Azure Monitor & Application Insights
Key Points
- Azure Monitor umbrella covers logs (Log Analytics), metrics, alerts. Application Insights = APM layer for .NET apps.
- Modern integration: Azure Monitor OpenTelemetry Distro — OTel-based, replaces classic ApplicationInsights SDK. Auto-instruments ASP.NET, HttpClient, EF, SQL, Service Bus.
- KQL (Kusto Query Language) for log queries. SQL-ish; very powerful.
- Live Metrics stream — real-time view of running app.
- Alerts: metric, log, activity log. Action groups for notifications (email, Teams, webhook, Logic App).
Concepts (deep dive)
What Azure Monitor and Application Insights are
These names confuse everyone, and the relationship matters: Azure Monitor is the umbrella platform — the place every Azure resource sends its telemetry — and Application Insights is one specific feature inside it, focused on application-level APM (requests, dependencies, traces, exceptions for your .NET app code). They share storage (Log Analytics workspaces), share query language (KQL), share alerting, and increasingly share an ingestion path (OpenTelemetry).

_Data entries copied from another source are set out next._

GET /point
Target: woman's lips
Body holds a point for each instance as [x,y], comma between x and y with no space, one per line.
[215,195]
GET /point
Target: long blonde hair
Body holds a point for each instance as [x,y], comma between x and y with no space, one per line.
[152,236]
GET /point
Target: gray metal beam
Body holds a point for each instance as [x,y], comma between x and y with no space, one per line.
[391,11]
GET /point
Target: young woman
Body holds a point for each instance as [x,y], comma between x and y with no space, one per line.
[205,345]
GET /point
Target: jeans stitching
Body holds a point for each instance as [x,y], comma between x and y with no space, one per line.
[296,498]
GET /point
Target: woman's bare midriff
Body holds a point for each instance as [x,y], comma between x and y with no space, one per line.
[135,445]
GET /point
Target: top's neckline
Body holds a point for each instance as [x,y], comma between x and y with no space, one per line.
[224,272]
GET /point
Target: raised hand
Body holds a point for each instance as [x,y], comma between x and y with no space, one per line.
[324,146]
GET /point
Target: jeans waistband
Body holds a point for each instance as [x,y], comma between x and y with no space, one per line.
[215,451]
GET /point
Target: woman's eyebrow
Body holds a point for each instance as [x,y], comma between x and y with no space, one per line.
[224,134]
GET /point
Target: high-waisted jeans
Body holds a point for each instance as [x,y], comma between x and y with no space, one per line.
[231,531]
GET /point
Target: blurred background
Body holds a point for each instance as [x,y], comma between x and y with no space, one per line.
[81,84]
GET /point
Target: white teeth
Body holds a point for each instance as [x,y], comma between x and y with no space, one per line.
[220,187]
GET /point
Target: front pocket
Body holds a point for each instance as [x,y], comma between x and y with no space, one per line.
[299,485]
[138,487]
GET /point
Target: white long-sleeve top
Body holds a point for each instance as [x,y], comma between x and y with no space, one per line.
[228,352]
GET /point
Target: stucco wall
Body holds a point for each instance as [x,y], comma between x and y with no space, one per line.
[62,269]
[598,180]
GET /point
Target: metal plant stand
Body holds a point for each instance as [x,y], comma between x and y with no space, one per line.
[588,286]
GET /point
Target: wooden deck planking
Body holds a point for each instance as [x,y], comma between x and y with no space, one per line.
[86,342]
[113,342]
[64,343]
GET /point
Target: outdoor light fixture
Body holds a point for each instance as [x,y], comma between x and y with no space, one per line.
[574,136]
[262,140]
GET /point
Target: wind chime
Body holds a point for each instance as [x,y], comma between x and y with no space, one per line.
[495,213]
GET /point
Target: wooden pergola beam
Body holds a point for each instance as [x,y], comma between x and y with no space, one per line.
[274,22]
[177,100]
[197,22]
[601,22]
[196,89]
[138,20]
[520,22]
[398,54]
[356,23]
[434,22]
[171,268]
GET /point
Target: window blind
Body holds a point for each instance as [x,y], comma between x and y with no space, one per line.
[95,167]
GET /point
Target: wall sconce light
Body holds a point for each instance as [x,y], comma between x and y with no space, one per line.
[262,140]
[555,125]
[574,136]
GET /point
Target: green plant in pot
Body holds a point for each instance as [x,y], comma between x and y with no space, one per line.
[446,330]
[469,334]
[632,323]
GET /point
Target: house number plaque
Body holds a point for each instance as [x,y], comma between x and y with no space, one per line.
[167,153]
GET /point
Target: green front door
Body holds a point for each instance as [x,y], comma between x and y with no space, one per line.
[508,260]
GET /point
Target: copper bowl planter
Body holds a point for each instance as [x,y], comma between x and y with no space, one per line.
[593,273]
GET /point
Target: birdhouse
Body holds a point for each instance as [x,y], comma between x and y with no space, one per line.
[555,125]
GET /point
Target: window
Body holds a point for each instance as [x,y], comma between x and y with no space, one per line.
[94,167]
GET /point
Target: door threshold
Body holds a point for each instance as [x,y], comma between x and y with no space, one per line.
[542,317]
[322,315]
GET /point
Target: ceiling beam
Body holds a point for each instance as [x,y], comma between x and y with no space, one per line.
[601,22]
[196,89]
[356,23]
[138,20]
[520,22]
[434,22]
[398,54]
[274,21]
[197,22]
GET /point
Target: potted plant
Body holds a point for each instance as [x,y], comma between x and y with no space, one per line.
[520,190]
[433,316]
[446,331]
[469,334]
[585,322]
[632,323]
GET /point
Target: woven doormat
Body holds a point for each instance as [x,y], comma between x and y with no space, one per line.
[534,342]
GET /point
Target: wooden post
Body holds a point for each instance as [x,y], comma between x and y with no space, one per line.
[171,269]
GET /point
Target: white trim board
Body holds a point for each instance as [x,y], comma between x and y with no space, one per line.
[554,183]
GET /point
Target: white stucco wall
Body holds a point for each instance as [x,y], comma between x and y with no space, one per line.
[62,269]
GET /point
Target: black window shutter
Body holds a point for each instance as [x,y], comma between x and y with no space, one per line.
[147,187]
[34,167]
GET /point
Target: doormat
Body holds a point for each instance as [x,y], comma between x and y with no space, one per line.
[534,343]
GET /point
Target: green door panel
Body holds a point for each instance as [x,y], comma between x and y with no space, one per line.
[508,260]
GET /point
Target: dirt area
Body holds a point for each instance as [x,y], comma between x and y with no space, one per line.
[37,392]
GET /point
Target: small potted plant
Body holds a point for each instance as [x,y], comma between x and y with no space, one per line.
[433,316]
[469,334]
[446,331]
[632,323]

┌────────────────────────────────────────────────────────────────┐
│ Azure Monitor │
│ │
│ ┌──────────────────┐ ┌──────────────────┐ │
│ │ Metrics platform │ │ Logs (Log │ │
│ │ (time-series) │ │ Analytics │ │
│ │ │ │ workspace) │ │
│ │ dashboards │ │ │ │
│ │ alerts │ │ KQL queries │ │
│ └──────────────────┘ └────────┬─────────┘ │
│ │ │
│ ┌─────────────────────────────┴─────────────────────────┐ │
│ │ Application Insights │ │
│ │ (APM for your app) │ │
│ │ │ │
│ │ requests, dependencies, traces, exceptions, │ │
│ │ customMetrics, Live Metrics stream │ │
│ │ ▲ │ │
│ │ │ ingested via OpenTelemetry (modern) or │ │
│ │ │ ApplicationInsights SDK (legacy) │ │
│ └───┼───────────────────────────────────────────────────┘ │
│ │ │
│ │ │
│ .NET app │
└────────────────────────────────────────────────────────────────┘
The mental model: telemetry from resources (VMs, App Service plans, AKS clusters, the platform itself) flows into Azure Monitor as platform metrics + activity logs; telemetry from your code (HTTP requests, SQL calls, custom events) flows into Application Insights via OpenTelemetry. Both end up in the same workspace, queryable side-by-side in KQL — which is how a senior engineer correlates "the app's p99 spiked at 10:32" with "the VMSS scale event happened at 10:31."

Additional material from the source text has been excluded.